7. Limits, controversies, and open problems
The literature is unusually explicit about its limits. The LoRA principal-angle law is a “geometric bound with empirically validated parameterization,” not a fully deductive exact theorem, and its fitted sign can appear counterintuitive because the observed regime associates larger subspace angles with larger empirical forgetting (Steele, 10 Feb 2026). The neural ODE Banach-submanifold result is exact but highly specialized to smooth controlled dynamics, finite datasets, bounded controls, and transversal intersections (Bayram et al., 3 Sep 2025). Gradient-space unlearning guarantees are local and first-order, with approximation error depending on the quality of the retain-subspace estimate (Zhou et al., 21 Nov 2025). Retraining-consistent representation forgetting is offered as a stronger evaluative lens, not as a universal axiom for every machine-unlearning setting (Yong et al., 23 Jun 2026).

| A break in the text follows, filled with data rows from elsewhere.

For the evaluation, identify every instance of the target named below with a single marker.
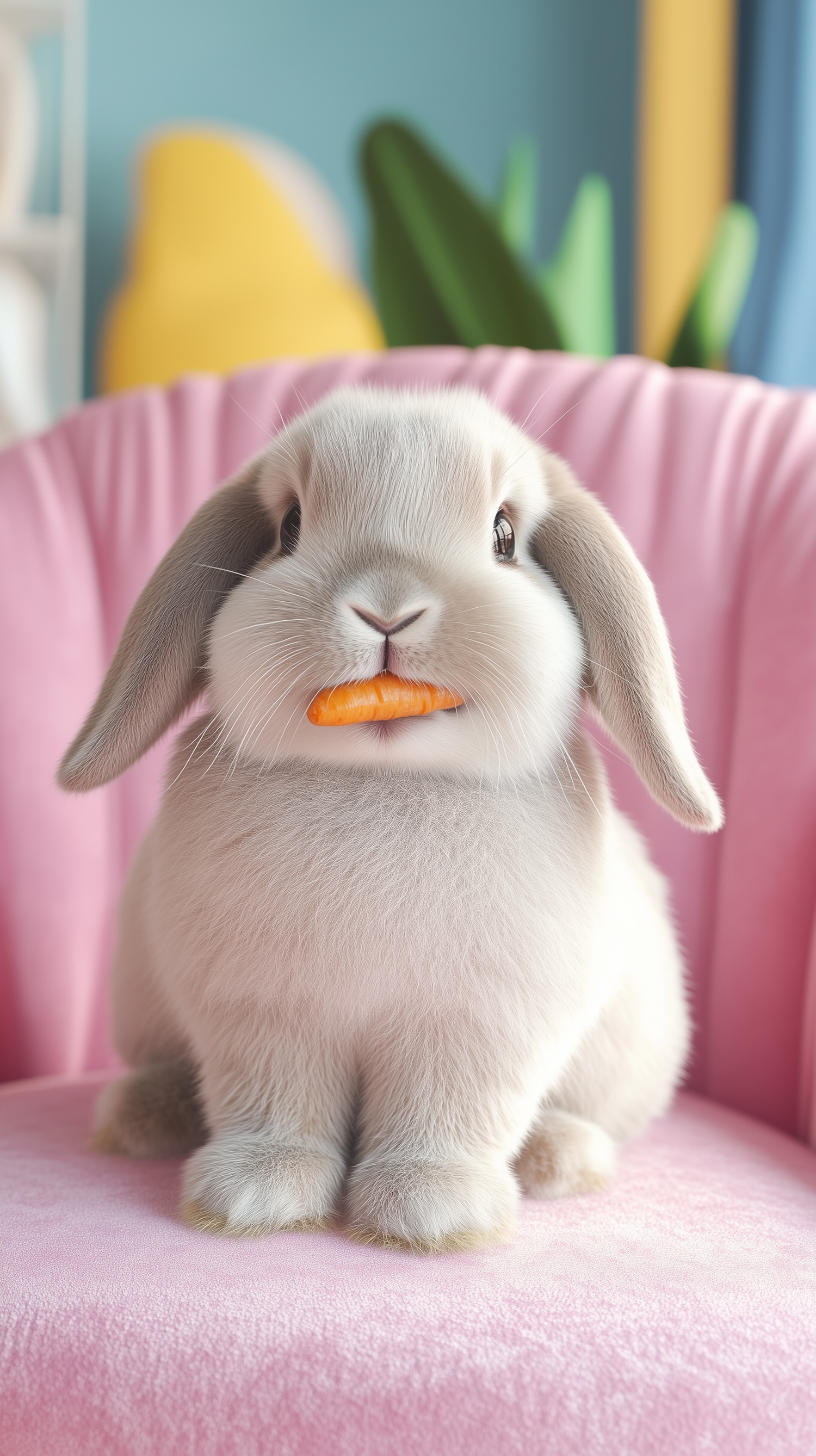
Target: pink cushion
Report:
(675, 1314)
(715, 481)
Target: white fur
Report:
(428, 935)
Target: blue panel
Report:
(765, 128)
(790, 351)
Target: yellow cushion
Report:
(223, 273)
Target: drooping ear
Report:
(630, 676)
(159, 666)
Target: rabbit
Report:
(394, 973)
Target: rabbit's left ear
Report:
(630, 677)
(159, 666)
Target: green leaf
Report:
(709, 325)
(517, 204)
(579, 285)
(443, 272)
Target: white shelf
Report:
(51, 248)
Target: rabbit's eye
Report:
(504, 539)
(290, 530)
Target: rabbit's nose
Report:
(387, 628)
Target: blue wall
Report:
(313, 73)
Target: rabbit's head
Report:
(419, 533)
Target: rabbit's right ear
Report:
(159, 666)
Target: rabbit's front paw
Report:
(246, 1184)
(565, 1155)
(431, 1207)
(152, 1113)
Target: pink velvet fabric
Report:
(712, 478)
(672, 1317)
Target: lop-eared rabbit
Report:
(394, 972)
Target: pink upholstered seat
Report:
(675, 1314)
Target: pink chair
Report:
(674, 1314)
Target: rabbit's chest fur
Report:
(345, 899)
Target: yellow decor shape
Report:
(225, 273)
(685, 155)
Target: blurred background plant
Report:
(552, 174)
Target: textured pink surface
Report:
(713, 479)
(674, 1315)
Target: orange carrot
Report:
(379, 699)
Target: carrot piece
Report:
(379, 699)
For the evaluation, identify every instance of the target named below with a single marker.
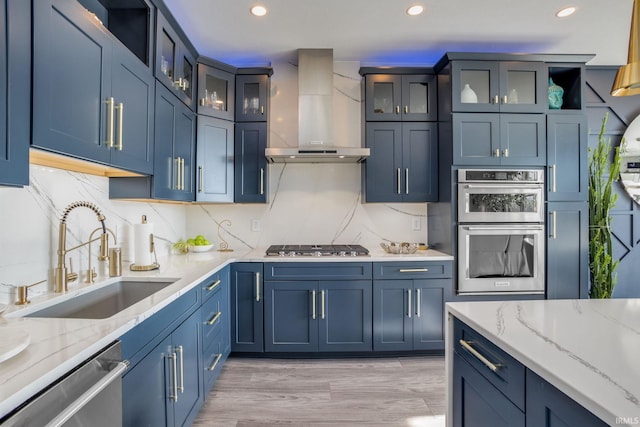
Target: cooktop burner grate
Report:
(316, 250)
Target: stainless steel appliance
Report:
(91, 395)
(501, 236)
(316, 250)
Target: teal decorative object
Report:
(555, 95)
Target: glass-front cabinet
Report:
(216, 90)
(392, 97)
(175, 63)
(493, 86)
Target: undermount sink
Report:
(103, 302)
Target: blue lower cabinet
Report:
(549, 407)
(165, 387)
(408, 314)
(247, 307)
(477, 403)
(312, 316)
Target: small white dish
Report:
(205, 248)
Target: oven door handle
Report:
(502, 227)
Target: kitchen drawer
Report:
(214, 358)
(508, 376)
(317, 270)
(412, 270)
(214, 284)
(144, 335)
(214, 316)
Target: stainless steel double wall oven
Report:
(501, 239)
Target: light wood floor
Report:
(386, 392)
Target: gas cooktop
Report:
(316, 250)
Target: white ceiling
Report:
(379, 32)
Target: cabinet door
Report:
(428, 323)
(186, 345)
(71, 61)
(216, 92)
(133, 91)
(247, 307)
(476, 139)
(15, 49)
(567, 166)
(174, 148)
(214, 156)
(252, 98)
(567, 250)
(476, 402)
(523, 87)
(475, 86)
(383, 169)
(522, 140)
(419, 99)
(291, 316)
(383, 97)
(549, 407)
(420, 162)
(250, 164)
(345, 314)
(145, 393)
(392, 315)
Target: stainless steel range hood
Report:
(315, 116)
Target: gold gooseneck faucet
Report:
(61, 276)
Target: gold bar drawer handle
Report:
(215, 362)
(467, 346)
(214, 319)
(214, 285)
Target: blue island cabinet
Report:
(313, 307)
(491, 388)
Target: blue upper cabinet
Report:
(15, 48)
(175, 64)
(100, 60)
(497, 86)
(397, 97)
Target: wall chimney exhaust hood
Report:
(315, 116)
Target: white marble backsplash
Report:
(308, 203)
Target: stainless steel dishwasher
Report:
(90, 395)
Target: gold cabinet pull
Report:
(467, 346)
(120, 108)
(406, 181)
(257, 287)
(110, 119)
(180, 352)
(174, 387)
(214, 285)
(313, 304)
(215, 362)
(214, 319)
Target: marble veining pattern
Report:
(588, 349)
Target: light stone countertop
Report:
(58, 345)
(588, 349)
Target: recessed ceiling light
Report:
(258, 10)
(415, 10)
(563, 13)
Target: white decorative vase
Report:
(468, 96)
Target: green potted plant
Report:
(602, 174)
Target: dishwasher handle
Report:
(87, 396)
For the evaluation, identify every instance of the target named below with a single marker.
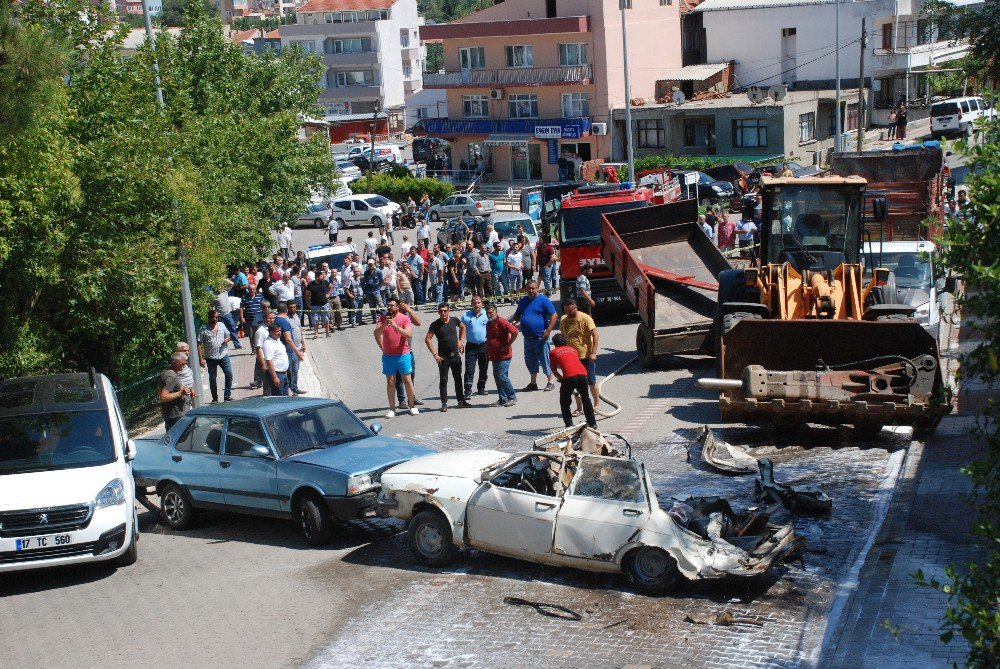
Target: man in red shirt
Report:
(393, 334)
(572, 377)
(500, 334)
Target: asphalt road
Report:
(241, 591)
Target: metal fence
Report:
(138, 396)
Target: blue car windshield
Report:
(314, 427)
(57, 440)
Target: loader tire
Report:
(644, 347)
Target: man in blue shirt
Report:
(537, 317)
(475, 346)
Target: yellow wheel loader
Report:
(803, 337)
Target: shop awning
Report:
(508, 139)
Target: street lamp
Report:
(186, 304)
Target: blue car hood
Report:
(363, 455)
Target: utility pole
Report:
(187, 305)
(839, 130)
(371, 156)
(861, 87)
(628, 97)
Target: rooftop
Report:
(344, 5)
(722, 5)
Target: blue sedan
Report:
(307, 459)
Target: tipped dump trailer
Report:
(669, 269)
(912, 181)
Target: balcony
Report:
(517, 76)
(347, 59)
(553, 26)
(570, 128)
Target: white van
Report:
(66, 489)
(919, 280)
(957, 116)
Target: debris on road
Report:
(723, 456)
(550, 610)
(805, 500)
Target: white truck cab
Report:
(66, 489)
(919, 279)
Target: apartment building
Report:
(372, 55)
(528, 80)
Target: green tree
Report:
(972, 252)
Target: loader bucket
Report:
(800, 345)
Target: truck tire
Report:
(644, 347)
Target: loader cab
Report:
(812, 223)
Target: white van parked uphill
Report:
(66, 488)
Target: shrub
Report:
(398, 188)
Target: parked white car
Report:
(363, 209)
(568, 508)
(461, 205)
(957, 116)
(66, 489)
(316, 214)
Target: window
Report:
(518, 56)
(651, 133)
(807, 127)
(749, 133)
(355, 78)
(522, 105)
(475, 106)
(576, 105)
(243, 434)
(472, 58)
(699, 133)
(204, 435)
(352, 45)
(572, 54)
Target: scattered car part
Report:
(807, 500)
(550, 610)
(723, 456)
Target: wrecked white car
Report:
(575, 501)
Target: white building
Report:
(371, 50)
(426, 103)
(792, 42)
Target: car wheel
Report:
(652, 571)
(131, 554)
(430, 539)
(178, 511)
(314, 521)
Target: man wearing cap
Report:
(276, 362)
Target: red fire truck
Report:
(579, 233)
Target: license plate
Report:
(49, 541)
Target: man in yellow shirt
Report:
(581, 333)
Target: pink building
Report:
(528, 80)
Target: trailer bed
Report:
(669, 270)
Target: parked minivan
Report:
(957, 116)
(66, 489)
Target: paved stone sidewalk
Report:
(890, 621)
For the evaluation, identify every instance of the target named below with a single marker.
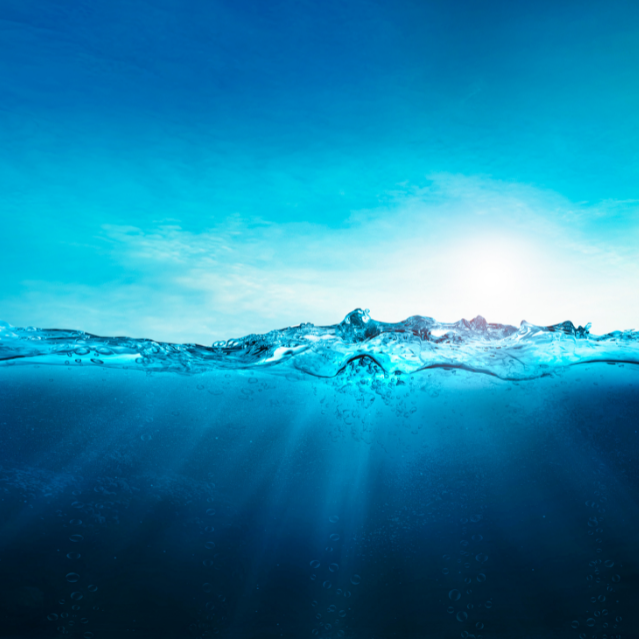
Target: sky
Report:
(191, 170)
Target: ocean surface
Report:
(364, 480)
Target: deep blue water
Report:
(364, 480)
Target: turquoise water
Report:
(362, 480)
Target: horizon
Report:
(203, 171)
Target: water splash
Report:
(416, 344)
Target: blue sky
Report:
(190, 170)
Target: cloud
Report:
(460, 246)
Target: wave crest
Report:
(417, 343)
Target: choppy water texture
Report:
(364, 480)
(417, 344)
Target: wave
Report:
(416, 344)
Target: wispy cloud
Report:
(459, 247)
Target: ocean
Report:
(363, 480)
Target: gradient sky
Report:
(192, 170)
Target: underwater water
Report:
(362, 480)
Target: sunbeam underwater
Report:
(365, 480)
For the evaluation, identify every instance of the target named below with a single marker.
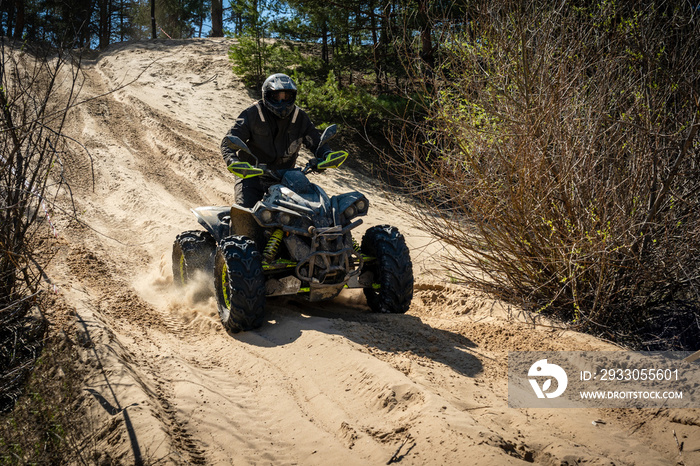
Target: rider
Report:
(274, 129)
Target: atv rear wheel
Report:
(239, 284)
(392, 285)
(192, 250)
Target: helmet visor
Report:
(282, 96)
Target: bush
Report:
(561, 151)
(350, 104)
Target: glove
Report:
(313, 163)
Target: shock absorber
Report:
(273, 245)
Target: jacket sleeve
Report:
(241, 129)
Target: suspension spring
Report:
(273, 245)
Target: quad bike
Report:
(295, 241)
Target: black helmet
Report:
(273, 88)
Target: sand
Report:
(319, 383)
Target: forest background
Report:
(554, 144)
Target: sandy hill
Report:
(322, 384)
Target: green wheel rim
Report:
(224, 288)
(182, 268)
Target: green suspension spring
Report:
(273, 245)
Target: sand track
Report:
(325, 383)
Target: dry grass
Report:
(560, 156)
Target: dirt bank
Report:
(325, 383)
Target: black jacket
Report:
(274, 141)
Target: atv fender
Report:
(214, 219)
(243, 223)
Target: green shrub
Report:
(562, 163)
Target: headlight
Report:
(266, 216)
(284, 218)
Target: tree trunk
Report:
(153, 19)
(217, 18)
(19, 20)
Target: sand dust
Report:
(324, 383)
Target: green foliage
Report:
(253, 60)
(557, 156)
(329, 102)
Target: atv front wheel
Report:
(392, 284)
(192, 250)
(240, 284)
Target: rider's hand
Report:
(313, 163)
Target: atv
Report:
(295, 241)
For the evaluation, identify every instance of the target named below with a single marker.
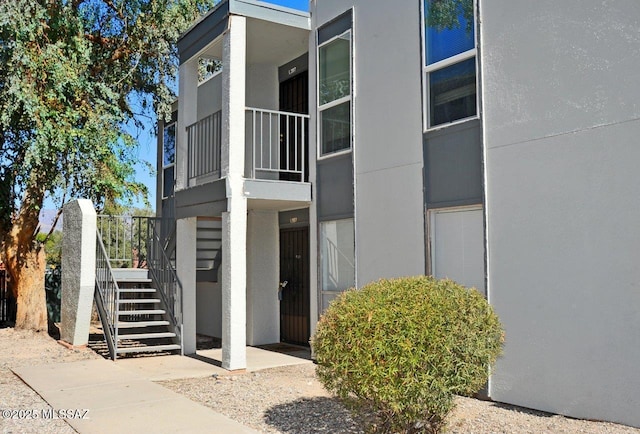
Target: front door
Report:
(294, 278)
(294, 98)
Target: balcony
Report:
(276, 147)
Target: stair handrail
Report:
(107, 294)
(163, 274)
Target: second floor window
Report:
(334, 94)
(449, 61)
(169, 159)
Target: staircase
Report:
(140, 308)
(208, 249)
(143, 325)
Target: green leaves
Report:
(69, 71)
(398, 350)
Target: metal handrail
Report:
(163, 273)
(278, 142)
(204, 144)
(124, 239)
(107, 296)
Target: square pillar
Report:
(187, 115)
(186, 235)
(78, 271)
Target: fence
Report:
(7, 302)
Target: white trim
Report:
(431, 215)
(449, 61)
(444, 63)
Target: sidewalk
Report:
(120, 400)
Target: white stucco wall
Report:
(209, 309)
(561, 126)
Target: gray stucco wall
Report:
(389, 213)
(561, 121)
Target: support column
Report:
(234, 221)
(186, 231)
(78, 271)
(187, 115)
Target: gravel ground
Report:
(291, 400)
(279, 400)
(23, 348)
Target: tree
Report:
(70, 71)
(446, 14)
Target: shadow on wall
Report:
(311, 415)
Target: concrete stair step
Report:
(157, 335)
(139, 301)
(133, 290)
(138, 324)
(143, 312)
(148, 348)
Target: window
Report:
(337, 255)
(334, 94)
(169, 159)
(449, 61)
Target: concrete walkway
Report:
(121, 396)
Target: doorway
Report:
(294, 291)
(294, 98)
(457, 245)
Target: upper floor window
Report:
(334, 94)
(168, 159)
(449, 61)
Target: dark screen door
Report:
(294, 270)
(294, 98)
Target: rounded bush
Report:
(397, 351)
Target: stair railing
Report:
(163, 273)
(107, 296)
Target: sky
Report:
(302, 5)
(147, 136)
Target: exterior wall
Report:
(387, 138)
(262, 86)
(263, 276)
(561, 121)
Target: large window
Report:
(334, 94)
(337, 257)
(169, 160)
(449, 61)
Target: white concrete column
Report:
(263, 277)
(186, 231)
(187, 115)
(234, 221)
(78, 271)
(233, 97)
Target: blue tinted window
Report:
(452, 92)
(442, 43)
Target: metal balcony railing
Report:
(204, 142)
(277, 144)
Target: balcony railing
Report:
(277, 144)
(204, 141)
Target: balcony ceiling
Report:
(268, 43)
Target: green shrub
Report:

There is also a substantive dispute over forgetting laws. Some papers support exponential or approximately geometric forms, as in memory-kernel damping under decoherence and exponential basin shrinkage with age (Knipschild et al., 2019, Marinari, 2018). Others argue that the more appropriate law is power-law retention arising from retroactive interference, with older memories becoming more resilient because surviving items are selected for high valence in one or more dimensions (Georgiou et al., 2019). The semantic-memory papers add yet another nuance by locating the relevant mechanism in effective dimensionality and competitor mass rather than in time alone (Barman et al., 27 Mar 2026, Barman et al., 28 Mar 2026).
A final open issue concerns universality. Some results are explicitly broad in ambition, such as the claim that any system that organizes information by meaning and retrieves it by proximity should exhibit forgetting and false recall (Barman et al., 27 Mar 2026). Others are tightly domain-bound: ViT-LoRA and RoBERTa-LoRA, neural ODEs, Hopfield networks, class-unlearning benchmarks, point-cloud object learning, or neural operators on irregular PDE domains (Steele, 10 Feb 2026, Bayram et al., 3 Sep 2025, Deistler et al., 2018, Dong et al., 2020, Xia et al., 7 May 2026). Taken together, these papers suggest that the geometric forgetting hypothesis is best viewed neither as a single theorem nor as a loose metaphor. It is a research program: forgetting is to be explained by the geometry of what is stored, what competes, what remains accessible, and what directions learning updates are allowed to occupy.